Fruits of my labour

MONDAY, 29 AUGUST 2005

10:40

What do you do if the spectrum of self models with which you are faced is insufficient – if you cannot find a suitable match for you proprium*?

[Proprium: “The centerpiece of personality serving to help give the individual a sense of self.” The Psychology of Personality: Viewpoints, Research, and Applications, by Bernardo J. Carducci]

17:29

Fruits of my labour. Fruit of my existence.

21:01

I feel good about one thing and there is one thing that bothers me.

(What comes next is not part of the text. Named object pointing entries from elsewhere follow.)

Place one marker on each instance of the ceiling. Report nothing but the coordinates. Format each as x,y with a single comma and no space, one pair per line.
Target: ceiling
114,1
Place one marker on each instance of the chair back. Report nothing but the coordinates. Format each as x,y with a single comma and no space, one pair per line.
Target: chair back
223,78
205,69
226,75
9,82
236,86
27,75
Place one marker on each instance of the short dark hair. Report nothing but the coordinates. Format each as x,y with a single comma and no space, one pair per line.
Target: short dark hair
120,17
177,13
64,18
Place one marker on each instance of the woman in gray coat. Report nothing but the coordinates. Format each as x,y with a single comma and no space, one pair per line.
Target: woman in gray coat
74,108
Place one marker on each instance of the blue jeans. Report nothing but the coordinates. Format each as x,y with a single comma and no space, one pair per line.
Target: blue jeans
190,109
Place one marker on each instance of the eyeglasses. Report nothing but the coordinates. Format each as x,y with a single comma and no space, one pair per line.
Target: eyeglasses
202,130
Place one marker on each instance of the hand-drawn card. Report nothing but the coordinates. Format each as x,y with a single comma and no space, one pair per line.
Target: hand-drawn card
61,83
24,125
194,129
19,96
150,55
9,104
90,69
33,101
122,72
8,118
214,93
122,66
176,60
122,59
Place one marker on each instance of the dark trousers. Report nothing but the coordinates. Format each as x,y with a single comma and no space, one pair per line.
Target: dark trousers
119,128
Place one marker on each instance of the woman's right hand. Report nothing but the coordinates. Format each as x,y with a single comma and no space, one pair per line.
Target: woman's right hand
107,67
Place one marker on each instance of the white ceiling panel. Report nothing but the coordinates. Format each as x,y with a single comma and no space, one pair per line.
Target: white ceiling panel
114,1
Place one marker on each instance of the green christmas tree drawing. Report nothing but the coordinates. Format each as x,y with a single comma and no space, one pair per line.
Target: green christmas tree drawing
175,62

I feel good about an Afrikaans poem of mine [translated title: “Day full of civilisation”] that I rewrote, or radically revised. The thing that bothers me: So what? It’s not like anyone is going to read it any time soon! A collection of poetry? Two volumes of poetry? How many people are actually ever going to read any of it?

Another idea is already jumping up and down trying to get attention (“Pick me! Pick me!” it would have yelled if it were a child): money, and more specifically the pursuit of financial wealth. What would I say to someone today, Monday, 29 August 2005 if that person were to throw a card on the table that says: one hour spent on making money is better than ten hours spent on creative projects for the sake of being creative, with financial gain a secondary motivation and slim possibility. Also: any personal project, any study project, any skills that are learned only have value if you end up with more money in your pocket as a result. Also: you live in Cloud Cuckoo Land if you do not recognise these facts of life, and if you spend precious time – time you could have spent earning money – on writing poetry … I mean, come on! Poetry?! Are you serious?! And the trump card: money is an immediate fruit of your labour, an immediate result of time spent that can be used to buy food and fruit juice and coffee and tea and clothing, and to pay rent, and to travel, and to buy other things that will increase the quality of your life.

“You understand this, don’t you?” the person will say. “Almost immediate fruits of your labour! But you spend your time on, what? Literary projects with profit as a slim possibility in the distant future? English textbooks, okay. But poetry?”

What I would say to this challenge to a life I have chosen for myself, to beliefs that I consider as crucial to my existence?

TUESDAY, 30 AUGUST 2005

15:52

When I teach, I know what the fruits of my labour are – it is expressed in exact monetary value, and I have a good idea what the concrete, tangible value of that money is.

The tangible, usable, edible, visible fruit of conventional labour, in my case English classes, should be taken into account when I mention “money”.

20:20

I am currently struggling with the fruits of my labour. For example, I spent six weeks reviewing material from FINAL CHAPTER. Are the fruits of this labour visible? On my computer screen, yes. Is it tangible? No. Can I share it with someone? Not at the moment. Can I show it to anyone? Sort of – on my computer screen.

On the other hand, I teach an English class for an hour. I know what the fruits of that labour will be: NT$700. I know when I will pick this fruit: next Wednesday. Will I be able to see the fruits of that particular effort? Yes, in a cinema for example. Will I be able to eat the fruit of that labour? Yes, as breakfast cereal and yogurt, and lunch and dinner. Are the fruits of my teaching job tangible and concrete, for me? Yes. Are the fruits of my creative work concrete and tangible? They will be after a few more weeks or months of additional work …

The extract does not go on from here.